While writing music was a collaborative effort, lyric writing was always the domain of the lead singer, in that case Walters. When The Hanging Tree dissolved and Gower teamed up again down the track with Borich to form Cog, the same practice held. Between them they had accumulated a wealth of riffs and parts of songs which combined became the works that make up their two EPs Just Visiting Part 1 and Part 2. Because neither saw himself as a singer, their writing was limited to the music. They believed adding lyrics at that stage would have been presumptuous.

“We were conscious of which parts we were considering verses and middle-eights and choruses and whatever else. But we were thinking that we don’t want to tread on anyone’s toes and give them ideas and prevent them from exploring the music themselves and perhaps coming up with something else that we wouldn’t have come up with.”

When Gower finally decided to take on the vocal duties himself, the lyrics came. Essentially, the words were born from the music.

“I didn’t care if it made sense or not. What I was primarily concerned with was the melody, the phrasing especially and the phonetics. I used to make stuff up that wasn’t words at all, it was just funny sounds and stuff, and the start of ‘Bondi’ for instance is ‘I ain’t got a head on ahead.’ It doesn’t make any sense and I don’t care, it doesn’t bother me in the slightest.”

The songs were given titles before lyrics were added, and even if the content had nothing to do with the title, the title always stuck. “’Bondi’ has got nothing to do with Bondi. We just wanted to call one of our songs ‘Bondi’ because that’s where we came from. And the funny thing is we’d name a song ‘Stretch’ or ‘Paris, Texas’ – two songs off Part II. We called ‘Paris, Texas’ after the movie Paris Texas, which blew us away, we thought it was an unbelievable film, we just loved the story and the ideas. But what happened there was we were hoping to write a song along those lines, expressing the same thoughts and ideas. But that ended up being ‘Stretch’. And ‘Paris, Texas’ became something totally different. It didn’t matter. ‘Stretch’ is about ‘Paris, Texas.’ But we didn’t care.”

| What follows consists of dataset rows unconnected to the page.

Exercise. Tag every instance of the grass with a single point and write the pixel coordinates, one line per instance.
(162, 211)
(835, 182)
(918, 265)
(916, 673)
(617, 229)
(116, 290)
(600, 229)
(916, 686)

The song “Moschiach” was named because Gower and Borich had seen many signs on cars and in windows of homes around Bondi referring to the cult Jewish messiah figure, but the song ended up being about Aborigines and Reconciliation. “1010011010” was titled because of Gower’s fascination with binary codes. “I thought, that’s really interesting, imagine if you wrote a song with just two notes, one representing the one and the other representing the zero. So I wrote a riff which is exactly like that, it was two notes.”

Gower’s younger brother Luke plays bass, and the trio are focusing on writing after a two-year period of playing live and working day jobs to sustain themselves. Eschewing the mainstream is their key to retaining creative control. “For the entire duration of our existence as Cog it’s been an extremely pragmatic journey, and as much as we’ve planned and wished and surmised about certain things in the future, what we’ve always done is do what we can do at any one point in time. Whether that be to go into a rehearsal room and put a demo down or whether it means that we borrow $200 off my old man and go to Melbourne to do a gig down there, it’s whatever we could do we would do. It’s very hard to be so certain about anything in the future. We want to retain control but we don’t want to rule out everything.

“We’re just experiencing things on a very small scale and if we were to become an international act and play to people around the world and release product around the world then I think it could be a completely different ball game.”